Der Wirt versetzte dem letzteren einen gelinden Rippenstoß und sagte mit mir willkommener Anzüglichkeit:
„Was denkt Ihr nun von Eurer großen Weisheit, Mr. Watter? Wer gehört nun zu den ‚reinen Garnichtsen‘, mit denen Ihr nur so herumgeworfen habt? Wer ist so albern gewesen, sich von dem Prayer-man so betrunken machen zu lassen, daß er im Schlafe des Rausches das Geräusch nicht gehört hat, welches hier doch ganz unvermeidlich gewesen ist? Ihr wollt wegen Mr. Shatterhand mein Haus verlassen, dessen Ruf nur durch Eure Dummheit blamiert werden konnte. Ihr mögt immer gehen, denn solche Gäste mag ich gar nicht haben. Habt Ihr mich verstanden!“
Der Angerüffelte sagte kein Wort.

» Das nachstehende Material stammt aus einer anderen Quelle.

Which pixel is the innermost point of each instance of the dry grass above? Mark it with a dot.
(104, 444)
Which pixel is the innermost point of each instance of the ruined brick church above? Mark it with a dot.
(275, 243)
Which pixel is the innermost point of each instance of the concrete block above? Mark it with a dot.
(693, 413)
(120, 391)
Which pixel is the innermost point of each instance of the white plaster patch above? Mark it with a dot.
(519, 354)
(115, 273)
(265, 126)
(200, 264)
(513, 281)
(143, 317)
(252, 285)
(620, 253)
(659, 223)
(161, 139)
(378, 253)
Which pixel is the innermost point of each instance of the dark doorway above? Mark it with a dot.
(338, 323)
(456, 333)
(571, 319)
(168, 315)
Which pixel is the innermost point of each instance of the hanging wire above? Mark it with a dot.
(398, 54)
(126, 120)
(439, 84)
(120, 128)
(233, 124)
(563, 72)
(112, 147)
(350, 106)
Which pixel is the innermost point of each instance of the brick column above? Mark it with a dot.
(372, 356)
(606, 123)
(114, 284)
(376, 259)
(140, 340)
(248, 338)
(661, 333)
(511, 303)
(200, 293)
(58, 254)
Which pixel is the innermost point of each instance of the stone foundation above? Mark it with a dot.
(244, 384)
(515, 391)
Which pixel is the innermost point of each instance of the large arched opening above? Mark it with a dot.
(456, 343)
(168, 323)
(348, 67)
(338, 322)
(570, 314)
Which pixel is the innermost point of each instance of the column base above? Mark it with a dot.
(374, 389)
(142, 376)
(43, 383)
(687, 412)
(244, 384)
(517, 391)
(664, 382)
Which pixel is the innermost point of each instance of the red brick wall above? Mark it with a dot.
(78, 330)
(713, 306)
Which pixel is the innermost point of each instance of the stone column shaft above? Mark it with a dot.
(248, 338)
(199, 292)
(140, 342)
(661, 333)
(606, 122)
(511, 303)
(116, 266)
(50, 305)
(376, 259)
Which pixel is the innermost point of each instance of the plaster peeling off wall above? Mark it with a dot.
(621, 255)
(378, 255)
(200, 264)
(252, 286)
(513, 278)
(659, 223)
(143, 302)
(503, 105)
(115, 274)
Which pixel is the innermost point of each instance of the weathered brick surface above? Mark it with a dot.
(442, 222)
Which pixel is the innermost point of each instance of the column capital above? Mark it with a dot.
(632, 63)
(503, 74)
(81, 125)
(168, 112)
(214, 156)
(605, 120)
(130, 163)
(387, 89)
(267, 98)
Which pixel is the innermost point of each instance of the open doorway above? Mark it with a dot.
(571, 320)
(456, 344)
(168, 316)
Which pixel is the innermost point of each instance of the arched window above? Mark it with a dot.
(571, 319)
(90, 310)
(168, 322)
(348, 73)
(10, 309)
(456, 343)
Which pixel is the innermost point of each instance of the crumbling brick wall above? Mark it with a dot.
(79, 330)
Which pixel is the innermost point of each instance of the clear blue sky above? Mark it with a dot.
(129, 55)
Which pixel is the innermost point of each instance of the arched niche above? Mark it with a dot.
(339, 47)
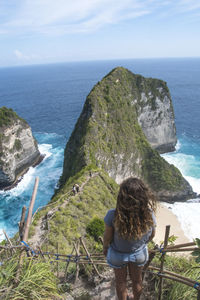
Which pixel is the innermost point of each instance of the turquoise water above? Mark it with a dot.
(51, 97)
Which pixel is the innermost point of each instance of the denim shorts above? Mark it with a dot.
(118, 260)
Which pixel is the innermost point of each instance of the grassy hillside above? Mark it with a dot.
(107, 135)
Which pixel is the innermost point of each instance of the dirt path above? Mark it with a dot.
(41, 229)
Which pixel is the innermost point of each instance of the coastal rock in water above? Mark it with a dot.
(109, 134)
(18, 147)
(155, 113)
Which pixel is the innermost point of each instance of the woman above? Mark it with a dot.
(128, 229)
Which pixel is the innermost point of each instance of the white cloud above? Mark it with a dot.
(24, 58)
(66, 16)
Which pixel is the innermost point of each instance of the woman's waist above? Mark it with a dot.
(128, 248)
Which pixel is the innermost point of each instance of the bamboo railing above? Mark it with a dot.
(94, 259)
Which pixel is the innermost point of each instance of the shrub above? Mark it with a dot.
(95, 228)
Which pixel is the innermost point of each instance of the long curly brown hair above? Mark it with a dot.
(133, 214)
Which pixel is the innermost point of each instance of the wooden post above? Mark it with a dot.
(67, 265)
(167, 230)
(22, 223)
(28, 221)
(89, 257)
(77, 247)
(9, 241)
(198, 295)
(30, 210)
(57, 261)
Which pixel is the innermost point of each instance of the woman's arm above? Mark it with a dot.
(107, 238)
(152, 234)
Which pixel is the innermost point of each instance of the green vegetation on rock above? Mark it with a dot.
(7, 116)
(108, 135)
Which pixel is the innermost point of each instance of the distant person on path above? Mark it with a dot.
(74, 189)
(77, 188)
(128, 229)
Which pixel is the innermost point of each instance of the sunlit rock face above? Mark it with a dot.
(18, 147)
(126, 118)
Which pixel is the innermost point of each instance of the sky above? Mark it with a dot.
(49, 31)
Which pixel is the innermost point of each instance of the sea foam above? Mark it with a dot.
(187, 212)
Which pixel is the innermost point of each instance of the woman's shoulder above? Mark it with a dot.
(109, 217)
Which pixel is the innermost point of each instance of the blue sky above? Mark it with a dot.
(48, 31)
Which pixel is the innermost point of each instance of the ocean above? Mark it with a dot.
(50, 98)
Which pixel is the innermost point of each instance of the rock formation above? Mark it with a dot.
(109, 134)
(18, 147)
(155, 112)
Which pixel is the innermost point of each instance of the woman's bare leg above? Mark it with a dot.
(135, 273)
(120, 281)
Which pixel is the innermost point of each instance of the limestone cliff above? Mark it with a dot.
(108, 134)
(18, 148)
(155, 112)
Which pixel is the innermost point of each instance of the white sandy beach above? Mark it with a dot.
(164, 216)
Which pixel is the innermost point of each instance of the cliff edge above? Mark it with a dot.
(18, 147)
(124, 117)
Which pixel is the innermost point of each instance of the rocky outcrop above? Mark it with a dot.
(18, 147)
(109, 134)
(155, 114)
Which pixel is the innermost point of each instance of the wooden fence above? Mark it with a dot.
(94, 259)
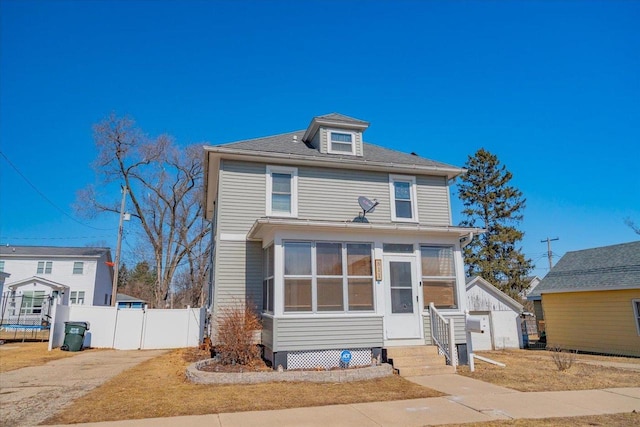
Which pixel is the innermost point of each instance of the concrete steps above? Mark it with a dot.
(418, 360)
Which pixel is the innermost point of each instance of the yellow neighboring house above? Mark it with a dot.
(591, 300)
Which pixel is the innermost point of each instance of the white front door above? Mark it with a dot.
(402, 317)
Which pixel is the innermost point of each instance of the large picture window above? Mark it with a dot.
(403, 198)
(282, 189)
(327, 277)
(438, 277)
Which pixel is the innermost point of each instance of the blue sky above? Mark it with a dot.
(551, 88)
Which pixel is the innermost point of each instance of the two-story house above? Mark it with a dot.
(327, 272)
(40, 274)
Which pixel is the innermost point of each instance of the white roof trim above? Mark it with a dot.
(262, 224)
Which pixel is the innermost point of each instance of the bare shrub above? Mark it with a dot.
(562, 358)
(235, 344)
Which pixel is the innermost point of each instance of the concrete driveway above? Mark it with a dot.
(30, 395)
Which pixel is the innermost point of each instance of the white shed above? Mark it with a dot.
(502, 314)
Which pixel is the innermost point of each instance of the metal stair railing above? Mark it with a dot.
(442, 334)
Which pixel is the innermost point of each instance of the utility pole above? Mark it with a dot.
(549, 253)
(116, 267)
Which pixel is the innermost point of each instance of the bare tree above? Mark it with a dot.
(165, 185)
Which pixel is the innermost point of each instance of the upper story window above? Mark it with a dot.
(282, 191)
(403, 198)
(44, 267)
(76, 297)
(342, 143)
(78, 267)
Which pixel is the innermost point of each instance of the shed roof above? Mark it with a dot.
(603, 268)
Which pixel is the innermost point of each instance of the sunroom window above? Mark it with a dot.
(341, 143)
(327, 277)
(282, 186)
(438, 277)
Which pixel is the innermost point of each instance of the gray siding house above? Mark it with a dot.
(291, 237)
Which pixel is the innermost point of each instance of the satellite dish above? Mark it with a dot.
(367, 205)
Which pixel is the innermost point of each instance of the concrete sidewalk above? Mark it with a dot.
(469, 401)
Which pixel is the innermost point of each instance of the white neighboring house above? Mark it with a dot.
(503, 314)
(42, 274)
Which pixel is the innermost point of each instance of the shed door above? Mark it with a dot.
(402, 317)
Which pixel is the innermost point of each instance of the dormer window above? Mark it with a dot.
(342, 143)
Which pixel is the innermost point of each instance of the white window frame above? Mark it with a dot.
(294, 190)
(636, 311)
(79, 264)
(414, 197)
(77, 298)
(330, 149)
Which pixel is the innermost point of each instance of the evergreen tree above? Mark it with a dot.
(491, 203)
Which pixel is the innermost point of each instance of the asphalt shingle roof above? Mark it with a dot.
(285, 144)
(43, 251)
(616, 266)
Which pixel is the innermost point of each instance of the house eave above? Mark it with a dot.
(263, 226)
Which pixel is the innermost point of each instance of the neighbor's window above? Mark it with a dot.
(342, 143)
(328, 276)
(78, 267)
(267, 282)
(403, 198)
(282, 189)
(636, 307)
(438, 277)
(77, 297)
(44, 267)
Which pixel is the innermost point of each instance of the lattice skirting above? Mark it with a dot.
(327, 359)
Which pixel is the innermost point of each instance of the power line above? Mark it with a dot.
(46, 198)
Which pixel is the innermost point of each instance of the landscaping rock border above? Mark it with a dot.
(195, 375)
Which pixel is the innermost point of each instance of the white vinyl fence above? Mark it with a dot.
(131, 328)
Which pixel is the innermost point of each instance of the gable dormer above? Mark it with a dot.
(336, 134)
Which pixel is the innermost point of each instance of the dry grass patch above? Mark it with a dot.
(536, 371)
(158, 388)
(21, 355)
(611, 420)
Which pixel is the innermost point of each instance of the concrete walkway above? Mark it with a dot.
(30, 395)
(469, 401)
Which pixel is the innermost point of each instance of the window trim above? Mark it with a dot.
(453, 278)
(330, 149)
(294, 191)
(314, 279)
(414, 197)
(636, 310)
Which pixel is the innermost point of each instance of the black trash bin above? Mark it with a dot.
(74, 335)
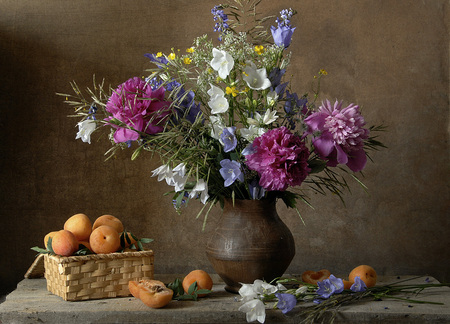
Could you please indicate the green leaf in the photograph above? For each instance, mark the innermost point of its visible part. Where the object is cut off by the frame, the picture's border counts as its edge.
(140, 246)
(49, 246)
(146, 240)
(40, 250)
(203, 291)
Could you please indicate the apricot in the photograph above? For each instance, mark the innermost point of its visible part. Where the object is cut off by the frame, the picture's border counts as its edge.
(49, 235)
(109, 220)
(365, 273)
(312, 277)
(152, 293)
(104, 239)
(203, 279)
(128, 242)
(64, 243)
(80, 225)
(85, 244)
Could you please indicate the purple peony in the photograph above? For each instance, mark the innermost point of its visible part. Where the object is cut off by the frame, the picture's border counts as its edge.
(280, 158)
(141, 108)
(339, 134)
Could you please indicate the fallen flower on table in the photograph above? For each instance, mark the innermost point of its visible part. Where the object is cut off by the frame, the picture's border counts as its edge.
(328, 296)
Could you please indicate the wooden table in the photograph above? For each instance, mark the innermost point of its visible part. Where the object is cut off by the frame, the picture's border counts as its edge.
(32, 303)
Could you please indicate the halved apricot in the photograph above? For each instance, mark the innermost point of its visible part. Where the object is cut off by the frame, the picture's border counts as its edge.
(366, 273)
(202, 278)
(152, 293)
(312, 277)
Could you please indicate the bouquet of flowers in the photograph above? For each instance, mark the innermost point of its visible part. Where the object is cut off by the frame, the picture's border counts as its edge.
(226, 123)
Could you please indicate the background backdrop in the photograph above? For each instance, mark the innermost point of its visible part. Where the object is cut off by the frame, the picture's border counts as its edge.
(390, 57)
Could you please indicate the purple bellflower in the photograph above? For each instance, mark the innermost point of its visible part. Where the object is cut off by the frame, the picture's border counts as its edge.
(229, 139)
(330, 286)
(283, 33)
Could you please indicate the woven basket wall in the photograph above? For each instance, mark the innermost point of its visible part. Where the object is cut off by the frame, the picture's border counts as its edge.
(96, 276)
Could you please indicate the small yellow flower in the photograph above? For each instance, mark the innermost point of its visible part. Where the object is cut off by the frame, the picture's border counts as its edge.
(231, 91)
(259, 49)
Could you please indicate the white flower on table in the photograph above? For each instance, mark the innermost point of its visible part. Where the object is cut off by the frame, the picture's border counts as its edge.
(254, 310)
(85, 129)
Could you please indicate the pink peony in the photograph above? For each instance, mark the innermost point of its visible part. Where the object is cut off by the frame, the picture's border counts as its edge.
(138, 106)
(280, 158)
(339, 135)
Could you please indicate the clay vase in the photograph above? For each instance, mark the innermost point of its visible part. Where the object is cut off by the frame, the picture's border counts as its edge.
(250, 242)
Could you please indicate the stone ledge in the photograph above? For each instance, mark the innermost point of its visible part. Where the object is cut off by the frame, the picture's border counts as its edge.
(31, 303)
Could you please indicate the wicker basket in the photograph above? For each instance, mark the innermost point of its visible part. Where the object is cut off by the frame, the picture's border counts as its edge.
(96, 276)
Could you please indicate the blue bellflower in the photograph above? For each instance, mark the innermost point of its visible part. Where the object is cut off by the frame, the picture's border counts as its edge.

Winnetou aber fuhr in seiner Erklärung fort:
„Der Dieb hat einem Verbündeten, welcher unten stand, das Gold nach und nach zugereicht, indem er es wahrscheinlich in irgendeinem Gefäße an einer Schnur hinunterließ.“
„Eines Gefäßes bedurfte es nicht“, erklärte Watter. „Es waren lauter fest zusammengebundene Pakete. Aber woher kann man wissen, daß es durch das Fenster gegeben wurde?“
Winnetou deutete, ohne ein Wort zu sagen, auf einige am Boden liegende Nuggets und auf verstreuten Goldstaub hin, welcher nach dem Fenster führte.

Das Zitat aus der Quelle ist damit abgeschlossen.